O texto, apresentado pela Comissão de Legislação Participativa, estipula que os órgãos públicos federais de saúde, agricultura, trabalho, indústria e comércio e meio ambiente deverão realizar ações integradas para a fiscalização da importação, da produção, da comercialização e do uso dos agrotóxicos. Essa integração poderá ser replicada para os entes federados, estaduais e municipais, seguindo o processo adotado no plano federal.
Os alertas de entidades científicas e da sociedade sobre os perigos da liberação inescrupulosa de agrotóxicos não têm servido para que a farra da liberação dos venenos diminua. Ao contrário, o Brasil fechou o ano de 2021 com a liberação de 641 agrotóxicos, 30% a mais do que em 2020, quando foram autorizados 493 pesticidas.

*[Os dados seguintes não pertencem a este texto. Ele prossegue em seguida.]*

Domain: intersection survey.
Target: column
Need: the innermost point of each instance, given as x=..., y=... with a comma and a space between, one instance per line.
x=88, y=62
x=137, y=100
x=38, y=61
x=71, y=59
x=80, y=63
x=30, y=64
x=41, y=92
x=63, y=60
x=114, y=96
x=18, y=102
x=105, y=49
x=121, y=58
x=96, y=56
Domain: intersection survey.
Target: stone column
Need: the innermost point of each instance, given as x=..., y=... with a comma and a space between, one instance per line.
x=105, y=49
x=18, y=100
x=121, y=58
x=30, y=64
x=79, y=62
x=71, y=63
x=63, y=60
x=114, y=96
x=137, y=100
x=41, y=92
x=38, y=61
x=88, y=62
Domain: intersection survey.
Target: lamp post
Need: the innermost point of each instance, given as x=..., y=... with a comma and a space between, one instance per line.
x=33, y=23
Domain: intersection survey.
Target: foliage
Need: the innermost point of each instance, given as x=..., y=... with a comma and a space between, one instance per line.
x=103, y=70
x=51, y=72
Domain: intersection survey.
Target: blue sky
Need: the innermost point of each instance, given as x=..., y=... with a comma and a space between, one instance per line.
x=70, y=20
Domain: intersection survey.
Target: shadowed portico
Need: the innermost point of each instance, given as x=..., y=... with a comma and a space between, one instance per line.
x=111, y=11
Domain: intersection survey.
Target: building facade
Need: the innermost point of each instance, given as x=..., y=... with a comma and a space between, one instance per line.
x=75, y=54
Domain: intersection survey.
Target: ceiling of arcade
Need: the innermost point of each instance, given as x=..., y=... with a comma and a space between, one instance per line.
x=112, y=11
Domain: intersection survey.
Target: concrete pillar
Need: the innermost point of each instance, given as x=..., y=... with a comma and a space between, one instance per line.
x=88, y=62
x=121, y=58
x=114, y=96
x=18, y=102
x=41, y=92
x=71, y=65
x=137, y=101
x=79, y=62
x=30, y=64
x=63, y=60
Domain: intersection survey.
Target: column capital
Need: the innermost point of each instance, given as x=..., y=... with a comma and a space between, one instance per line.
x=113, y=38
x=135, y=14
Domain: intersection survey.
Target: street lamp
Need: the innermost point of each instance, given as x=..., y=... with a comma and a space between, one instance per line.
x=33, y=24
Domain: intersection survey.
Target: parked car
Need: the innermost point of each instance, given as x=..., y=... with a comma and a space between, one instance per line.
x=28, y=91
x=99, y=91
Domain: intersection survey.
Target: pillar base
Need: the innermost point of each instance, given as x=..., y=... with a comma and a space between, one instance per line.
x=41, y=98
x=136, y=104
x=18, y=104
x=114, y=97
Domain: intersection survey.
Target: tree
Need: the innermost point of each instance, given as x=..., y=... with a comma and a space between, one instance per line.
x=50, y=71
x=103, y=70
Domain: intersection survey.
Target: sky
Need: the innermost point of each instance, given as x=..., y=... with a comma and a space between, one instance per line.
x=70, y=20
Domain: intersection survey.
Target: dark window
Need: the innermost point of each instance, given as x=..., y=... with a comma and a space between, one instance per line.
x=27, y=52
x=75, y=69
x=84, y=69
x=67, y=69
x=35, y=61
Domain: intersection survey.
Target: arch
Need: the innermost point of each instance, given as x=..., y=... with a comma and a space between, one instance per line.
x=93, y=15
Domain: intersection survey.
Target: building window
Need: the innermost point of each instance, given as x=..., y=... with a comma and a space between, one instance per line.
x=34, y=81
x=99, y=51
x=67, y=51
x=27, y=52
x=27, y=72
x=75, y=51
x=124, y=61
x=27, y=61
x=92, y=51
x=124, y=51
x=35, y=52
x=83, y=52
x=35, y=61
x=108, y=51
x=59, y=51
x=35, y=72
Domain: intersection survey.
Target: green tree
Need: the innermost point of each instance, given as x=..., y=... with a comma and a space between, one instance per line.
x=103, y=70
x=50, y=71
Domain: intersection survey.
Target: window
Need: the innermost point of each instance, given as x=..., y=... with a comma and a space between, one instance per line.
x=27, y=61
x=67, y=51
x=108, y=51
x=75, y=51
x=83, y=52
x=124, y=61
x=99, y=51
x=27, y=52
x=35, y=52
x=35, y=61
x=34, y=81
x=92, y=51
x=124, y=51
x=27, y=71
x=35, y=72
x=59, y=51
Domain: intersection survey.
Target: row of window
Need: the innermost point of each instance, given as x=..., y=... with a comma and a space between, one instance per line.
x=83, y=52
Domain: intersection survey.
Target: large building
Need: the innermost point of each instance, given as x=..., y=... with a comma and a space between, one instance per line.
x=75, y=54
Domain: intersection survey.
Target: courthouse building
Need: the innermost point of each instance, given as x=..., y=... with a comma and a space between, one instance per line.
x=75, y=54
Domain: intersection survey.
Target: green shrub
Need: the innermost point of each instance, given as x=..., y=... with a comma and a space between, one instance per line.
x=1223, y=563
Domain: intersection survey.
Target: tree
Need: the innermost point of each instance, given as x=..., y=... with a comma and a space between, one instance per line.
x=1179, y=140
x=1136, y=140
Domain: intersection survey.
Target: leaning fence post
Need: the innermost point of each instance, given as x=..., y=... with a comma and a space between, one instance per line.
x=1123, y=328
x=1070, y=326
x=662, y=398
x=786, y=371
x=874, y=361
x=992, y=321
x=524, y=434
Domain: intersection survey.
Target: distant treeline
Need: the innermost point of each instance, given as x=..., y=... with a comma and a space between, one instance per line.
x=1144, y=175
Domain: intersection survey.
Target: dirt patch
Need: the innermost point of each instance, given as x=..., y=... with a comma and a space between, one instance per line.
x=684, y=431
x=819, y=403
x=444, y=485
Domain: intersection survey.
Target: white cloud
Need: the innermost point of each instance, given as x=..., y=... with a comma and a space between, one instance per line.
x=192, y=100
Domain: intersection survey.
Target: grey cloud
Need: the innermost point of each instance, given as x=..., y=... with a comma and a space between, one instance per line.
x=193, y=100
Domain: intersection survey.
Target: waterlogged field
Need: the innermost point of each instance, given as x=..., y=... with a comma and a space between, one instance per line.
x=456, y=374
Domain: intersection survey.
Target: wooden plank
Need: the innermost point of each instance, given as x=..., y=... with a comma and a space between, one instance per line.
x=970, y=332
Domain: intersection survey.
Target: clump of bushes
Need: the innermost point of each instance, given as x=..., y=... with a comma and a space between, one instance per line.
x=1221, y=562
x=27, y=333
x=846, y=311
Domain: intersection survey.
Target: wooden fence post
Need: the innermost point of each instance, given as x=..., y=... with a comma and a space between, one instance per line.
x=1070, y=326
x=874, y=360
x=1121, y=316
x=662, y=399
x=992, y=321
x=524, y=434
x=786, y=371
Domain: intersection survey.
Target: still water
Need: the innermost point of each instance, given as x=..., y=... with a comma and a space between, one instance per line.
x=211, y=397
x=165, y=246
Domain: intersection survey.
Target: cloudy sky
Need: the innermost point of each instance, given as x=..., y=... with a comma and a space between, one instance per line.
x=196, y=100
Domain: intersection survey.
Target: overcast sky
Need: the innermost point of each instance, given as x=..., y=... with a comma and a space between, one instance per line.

Para Nilto Tatto, deputado federal pelo PT de São Paulo e Secretário Nacional de Meio Ambiente e Desenvolvimento do partido “a aprovação da PL traz graves consequências para o meio ambiente: contaminação do solo, através da água, mortandade de animais e aumento da incidência de várias doenças nos humanos, com consequências para a saúde da população e para o orçamento público que vai gastar mais dinheiro para curar as doenças causadas pelos venenos que vem no alimento”
Tatto alerta que, “ haverá consequências drásticas para o futuro da agricultura no país, na medida em que muitos países que importam produtos da agropecuária brasileira têm uma série de restrições internas contra o uso de vários agrotóxicos usados no Brasil. Portanto, se esses venenos aparecerem nos produtos que nós exportamos para os países que estão proibindo esses agrotóxicos, logo eles vão parar de comprar nossos produtos”.
O deputado também aponta a quem interessa a liberação de agrotóxicos. “São as empresas produtoras e distribuidoras do veneno e os grandes latifundiários que têm produção em escala e vão baratear sua produção para manter maior margem de lucro em suas propriedades”.